Annuals; (slender); glabrous or sparsely to densely pubescent throughout. Rhizomes absent. Stems (simple or few to several from base), erect, (somewhat flexuous), often branched distally, (0.5–)1–3(–4) dm. Basal leaves (often withered by anthesis), usually not rosulate, pinnately (5 or) 7–13(–17)-foliolate, (2–)4–10cm, leaflets sessile or petiolulate; petiole 0.5–2.5(–4.5) cm; lateral leaflets similar to terminal, sometimes smaller; terminal leaflet (sessile or petiolule to 0.5 cm), blade linear to oblong, oblanceolate to obovate, or suborbicular, (0.1–)0.3–1 cm × 1–7 mm, base cuneate, margins entire or 3(–5)-toothed or -lobed. Cauline leaves 5–10(–14), (5–)9–15(–17)-foliolate, petiolate, leaflets sessile; petiole 0.3–1 cm, base not auriculate; lateral leaflets similar to terminal, sometimes smaller; terminal leaflet blade filiform, linear, or narrowly oblong, 0.3–1(–1.6) cm × 0.3–3 mm, margins usually entire, rarely 1–3-toothed. Racemes ebracteate. Fruiting pedicels divaricate or ascending, 4–10 mm. Flowers: sepals oblong, 1–1.5(–2) × 0.3–0.5 mm, lateral pair not saccate basally, (margins membranous); petals white, oblanceolate, (1.5–)1.8–2.5(–3) × 0.4–0.8(–1) mm; filaments 1.4–2.5 mm; anthers ovate, 0.2–0.4 mm. Fruits linear, (torulose), (0.5–)1–2(–2.5) cm × 0.6–0.9 mm; ovules 20–50 per ovary; style 0.3–0.7(–1) mm. Seeds pale brown, oblong-ovoid, 0.6–0.9 × 0.4–0.6 mm, (narrowly margined or not). 2n = 16.
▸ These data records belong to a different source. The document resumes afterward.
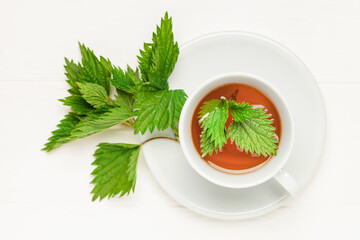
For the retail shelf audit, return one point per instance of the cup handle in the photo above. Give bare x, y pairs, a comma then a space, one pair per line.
288, 182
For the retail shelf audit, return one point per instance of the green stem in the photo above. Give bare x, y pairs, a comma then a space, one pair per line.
146, 141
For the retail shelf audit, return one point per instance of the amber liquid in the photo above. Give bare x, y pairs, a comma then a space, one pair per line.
231, 159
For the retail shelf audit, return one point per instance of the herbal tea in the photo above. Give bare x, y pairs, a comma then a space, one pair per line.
231, 158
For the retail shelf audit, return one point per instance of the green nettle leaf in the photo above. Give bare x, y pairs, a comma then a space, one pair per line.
251, 130
78, 104
73, 75
100, 122
124, 99
208, 107
157, 60
116, 169
241, 111
62, 134
93, 70
125, 81
214, 135
94, 94
255, 134
145, 61
160, 109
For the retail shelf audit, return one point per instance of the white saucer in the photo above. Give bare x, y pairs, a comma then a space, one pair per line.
218, 53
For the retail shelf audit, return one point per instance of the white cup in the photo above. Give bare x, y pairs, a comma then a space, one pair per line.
273, 169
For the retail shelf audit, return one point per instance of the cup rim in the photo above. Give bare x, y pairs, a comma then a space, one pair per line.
203, 168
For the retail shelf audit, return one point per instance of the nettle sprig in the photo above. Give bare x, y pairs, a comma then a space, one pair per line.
142, 101
251, 129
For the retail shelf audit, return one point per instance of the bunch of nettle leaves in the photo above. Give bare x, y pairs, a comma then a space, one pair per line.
143, 101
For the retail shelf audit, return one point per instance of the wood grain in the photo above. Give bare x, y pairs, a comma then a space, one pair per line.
46, 196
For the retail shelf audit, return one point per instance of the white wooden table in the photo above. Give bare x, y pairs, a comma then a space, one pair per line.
46, 196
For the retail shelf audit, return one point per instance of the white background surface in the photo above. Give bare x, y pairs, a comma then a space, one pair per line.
46, 196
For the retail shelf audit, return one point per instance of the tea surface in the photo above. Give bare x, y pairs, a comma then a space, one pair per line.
231, 159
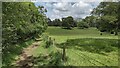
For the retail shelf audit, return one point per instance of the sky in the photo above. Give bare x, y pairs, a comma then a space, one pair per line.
76, 9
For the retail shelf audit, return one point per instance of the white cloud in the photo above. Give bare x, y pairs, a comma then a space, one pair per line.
79, 9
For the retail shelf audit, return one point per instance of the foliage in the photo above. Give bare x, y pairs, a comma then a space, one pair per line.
107, 16
82, 25
92, 45
49, 42
67, 22
21, 21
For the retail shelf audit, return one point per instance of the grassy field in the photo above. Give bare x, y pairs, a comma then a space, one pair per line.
86, 47
61, 35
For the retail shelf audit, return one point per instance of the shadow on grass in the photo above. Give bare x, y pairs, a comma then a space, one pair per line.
52, 59
100, 46
9, 54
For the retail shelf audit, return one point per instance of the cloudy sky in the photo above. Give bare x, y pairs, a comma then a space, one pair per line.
77, 9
Phenology: Flowering Mar–Jun.
Habitat: Roadsides, stream banks, rocky crests and outcrops, crevices of granitic bedrock, dry woods, glades, fallow fields, disturbed ground, limestone barrens, marsh and swamp margins, floodplains, waste ground, slopes, ledges, cliffs, meadows
Elevation: 0-1500 m
Alta., B.C., Man., N.B., Nfld. and Labr. (Nfld.), N.W.T., Ont., Que., Sask., Ala., Ark., Conn., Del., D.C., Fla., Ga., Idaho, Ill., Ind., Iowa, Kans., Ky., La., Maine, Md., Mass., Mich., Minn., Mo., N.H., N.J., N.Y., N.C., Ohio, Okla., Oreg., Pa., R.I., S.C., Tenn., Tex., Vt., Va., W.Va., Wis., Eurasia.
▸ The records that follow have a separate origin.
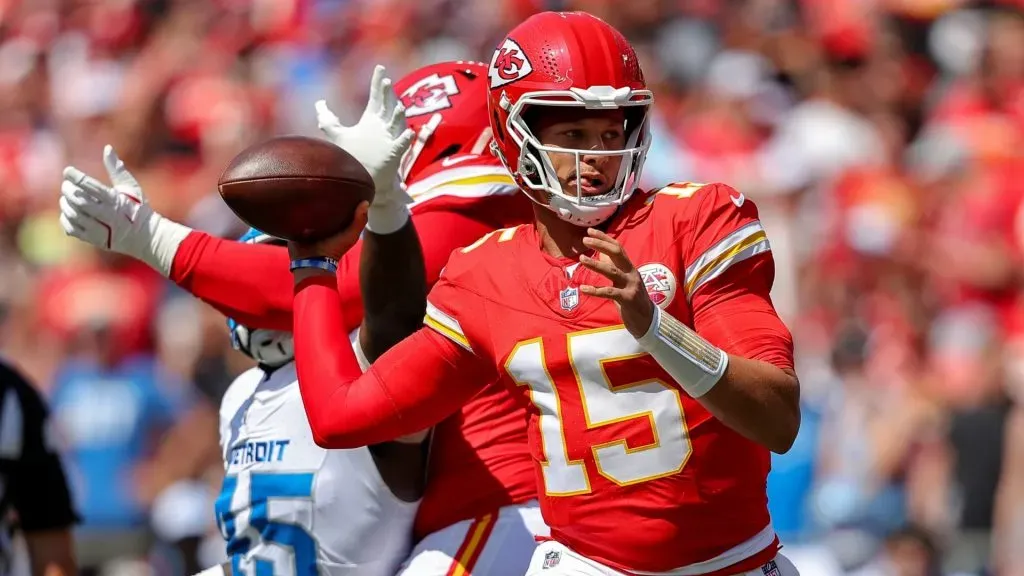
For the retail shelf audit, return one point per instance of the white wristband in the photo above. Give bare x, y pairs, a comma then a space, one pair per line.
158, 242
213, 571
690, 360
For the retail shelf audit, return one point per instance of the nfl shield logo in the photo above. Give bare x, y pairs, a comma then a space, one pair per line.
569, 298
551, 560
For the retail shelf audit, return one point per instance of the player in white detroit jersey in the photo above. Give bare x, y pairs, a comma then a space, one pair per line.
290, 507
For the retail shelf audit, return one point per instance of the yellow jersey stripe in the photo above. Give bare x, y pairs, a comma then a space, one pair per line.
749, 247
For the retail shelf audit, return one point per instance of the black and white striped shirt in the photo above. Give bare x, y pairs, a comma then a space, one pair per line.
34, 493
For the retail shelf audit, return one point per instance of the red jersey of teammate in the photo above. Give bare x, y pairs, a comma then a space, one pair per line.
478, 457
634, 472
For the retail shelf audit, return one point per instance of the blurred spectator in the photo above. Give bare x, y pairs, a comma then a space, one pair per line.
110, 408
34, 494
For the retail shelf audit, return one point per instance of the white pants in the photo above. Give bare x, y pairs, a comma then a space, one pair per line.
496, 544
552, 559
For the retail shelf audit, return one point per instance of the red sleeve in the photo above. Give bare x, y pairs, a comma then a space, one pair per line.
736, 315
251, 283
439, 234
729, 278
411, 387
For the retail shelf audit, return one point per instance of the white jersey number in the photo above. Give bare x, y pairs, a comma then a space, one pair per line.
603, 403
246, 524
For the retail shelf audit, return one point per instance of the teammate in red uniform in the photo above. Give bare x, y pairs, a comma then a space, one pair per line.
654, 393
479, 508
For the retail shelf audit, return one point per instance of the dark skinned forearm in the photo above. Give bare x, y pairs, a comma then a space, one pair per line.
392, 279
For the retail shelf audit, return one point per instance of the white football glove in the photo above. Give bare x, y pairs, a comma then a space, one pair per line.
378, 140
118, 218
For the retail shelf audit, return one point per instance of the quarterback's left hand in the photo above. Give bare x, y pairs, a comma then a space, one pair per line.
627, 287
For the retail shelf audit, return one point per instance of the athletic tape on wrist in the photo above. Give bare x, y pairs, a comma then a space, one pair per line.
322, 262
387, 218
690, 360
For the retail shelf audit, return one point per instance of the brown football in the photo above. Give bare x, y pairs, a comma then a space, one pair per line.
295, 188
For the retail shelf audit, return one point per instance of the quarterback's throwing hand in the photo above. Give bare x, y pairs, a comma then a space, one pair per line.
627, 287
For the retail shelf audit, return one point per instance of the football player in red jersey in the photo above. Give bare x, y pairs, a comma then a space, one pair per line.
479, 509
650, 423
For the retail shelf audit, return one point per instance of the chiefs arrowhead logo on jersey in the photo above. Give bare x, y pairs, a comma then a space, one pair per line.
429, 95
508, 65
569, 298
659, 282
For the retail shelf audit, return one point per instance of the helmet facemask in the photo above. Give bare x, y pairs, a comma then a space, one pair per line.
538, 172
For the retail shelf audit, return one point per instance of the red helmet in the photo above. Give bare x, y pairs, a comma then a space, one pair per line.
566, 59
445, 105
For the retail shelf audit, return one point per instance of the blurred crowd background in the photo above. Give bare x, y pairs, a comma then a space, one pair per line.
884, 140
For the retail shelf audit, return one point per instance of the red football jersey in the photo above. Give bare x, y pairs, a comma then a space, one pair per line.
478, 457
633, 471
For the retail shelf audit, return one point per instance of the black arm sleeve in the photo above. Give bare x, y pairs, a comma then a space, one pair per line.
38, 488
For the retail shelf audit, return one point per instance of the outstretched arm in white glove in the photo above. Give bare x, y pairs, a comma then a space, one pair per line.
378, 140
118, 217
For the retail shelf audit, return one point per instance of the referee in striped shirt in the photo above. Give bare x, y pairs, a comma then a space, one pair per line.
34, 495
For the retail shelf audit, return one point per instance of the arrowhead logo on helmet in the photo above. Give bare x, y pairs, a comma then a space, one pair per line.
429, 94
508, 65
Within Cardamine parviflora, in the broad sense, two species or varieties have been recognized: the Eurasian C. parviflora (or C. parviflora var. parviflora) versus the North American C. arenicola (or C. parviflora var. arenicola). Nuclear DNA data suggested a sister relationship of the North American and Eurasian entities, while cpDNA data showed them intermingled (J. Lihová et al. 2006). There are no apparent morphological differences between these entities, although detailed morphological studies are still lacking. We currently prefer to treat them as a single taxon.